“The purpose of Greenpeace’s international shipbreaking campaign is to transform the polluting and dangerous business associated with the export of decommissioned ocean going ships for scrapping, especially from rich OECD members, to various Asian countries. It must be noted that the transboundary movement of ships for the purpose of scrapping presents unique and complicated legal issues distinguishing this type of waste from the traditional notion of hazardous waste. Greenpeace is campaigning with the same vigour for a swift and drastic improvement of worker safety, and of workplace and environmental controls at all scrapping yards worldwide.
We are collaborating with the international Basel Action Network BAN and ITF, the International Transport Federation. In this effort, Greenpeace examines the conditions under which ships are scrapped, delivering previously unavailable data, findings and analyses. Through awareness-raising and providing expertise on the issue we strive to improve these conditions.”
“The ultimate goal of any effort to comprehensively address the issue of safe and environmentally sound ship scrapping must be to phase out the use of toxic substances in ship design, construction and operation. Strengthened mechanisms are needed to facilitate this process.”

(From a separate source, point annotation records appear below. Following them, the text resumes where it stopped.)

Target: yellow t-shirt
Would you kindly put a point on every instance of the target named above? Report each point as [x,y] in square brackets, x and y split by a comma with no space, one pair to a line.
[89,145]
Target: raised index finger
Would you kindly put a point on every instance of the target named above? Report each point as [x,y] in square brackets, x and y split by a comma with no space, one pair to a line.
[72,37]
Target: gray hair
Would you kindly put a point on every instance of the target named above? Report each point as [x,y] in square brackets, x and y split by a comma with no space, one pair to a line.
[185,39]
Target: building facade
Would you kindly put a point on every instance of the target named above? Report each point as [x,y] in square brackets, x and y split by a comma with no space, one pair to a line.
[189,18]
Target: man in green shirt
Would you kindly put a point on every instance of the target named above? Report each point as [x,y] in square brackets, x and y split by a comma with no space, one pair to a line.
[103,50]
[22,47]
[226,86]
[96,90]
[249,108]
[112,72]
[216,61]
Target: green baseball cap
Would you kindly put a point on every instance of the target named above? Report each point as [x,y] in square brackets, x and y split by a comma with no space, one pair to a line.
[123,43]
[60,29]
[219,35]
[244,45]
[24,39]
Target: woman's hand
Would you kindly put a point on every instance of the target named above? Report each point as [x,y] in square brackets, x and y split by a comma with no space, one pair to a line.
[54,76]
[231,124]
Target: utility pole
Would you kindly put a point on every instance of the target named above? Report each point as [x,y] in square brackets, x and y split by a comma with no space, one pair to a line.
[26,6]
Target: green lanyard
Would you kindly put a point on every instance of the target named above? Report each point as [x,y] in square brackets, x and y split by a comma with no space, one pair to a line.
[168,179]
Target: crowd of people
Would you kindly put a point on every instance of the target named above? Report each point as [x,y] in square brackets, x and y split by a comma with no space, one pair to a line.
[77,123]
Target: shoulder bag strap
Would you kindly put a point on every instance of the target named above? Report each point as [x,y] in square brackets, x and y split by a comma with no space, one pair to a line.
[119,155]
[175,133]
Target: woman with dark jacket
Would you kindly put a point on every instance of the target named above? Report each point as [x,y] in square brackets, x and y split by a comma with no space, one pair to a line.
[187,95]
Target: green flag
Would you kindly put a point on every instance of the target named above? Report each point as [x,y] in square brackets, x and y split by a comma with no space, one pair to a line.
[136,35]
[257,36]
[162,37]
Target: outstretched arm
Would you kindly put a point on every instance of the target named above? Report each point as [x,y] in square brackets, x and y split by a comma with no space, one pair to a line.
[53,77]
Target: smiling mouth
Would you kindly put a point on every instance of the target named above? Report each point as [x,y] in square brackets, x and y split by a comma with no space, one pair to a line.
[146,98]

“In the course of a two-day visit on 17 and 18 August 1999 to China, specifically to the Chang Jiang Ship-Breaking Yard operated by the China National Shipbreaking Corporation in Xiagang near Jiangyin (Shanghai region) in the Yangtze delta, a German-Chinese Greenpeace team made the following observations, documented these by video and photographs and discussed them with the responsible yard managers.
Prior to this visit, a number of ship owners and operators selected from the world’s ”big twenty“, including Hamburg Süd, P&O Nedlloyd, Hapag Lloyd and the Greek Costamare shipping group, were confronted with the way in which the toxic materials installed in their ships can damage human health and the environment in Asia.”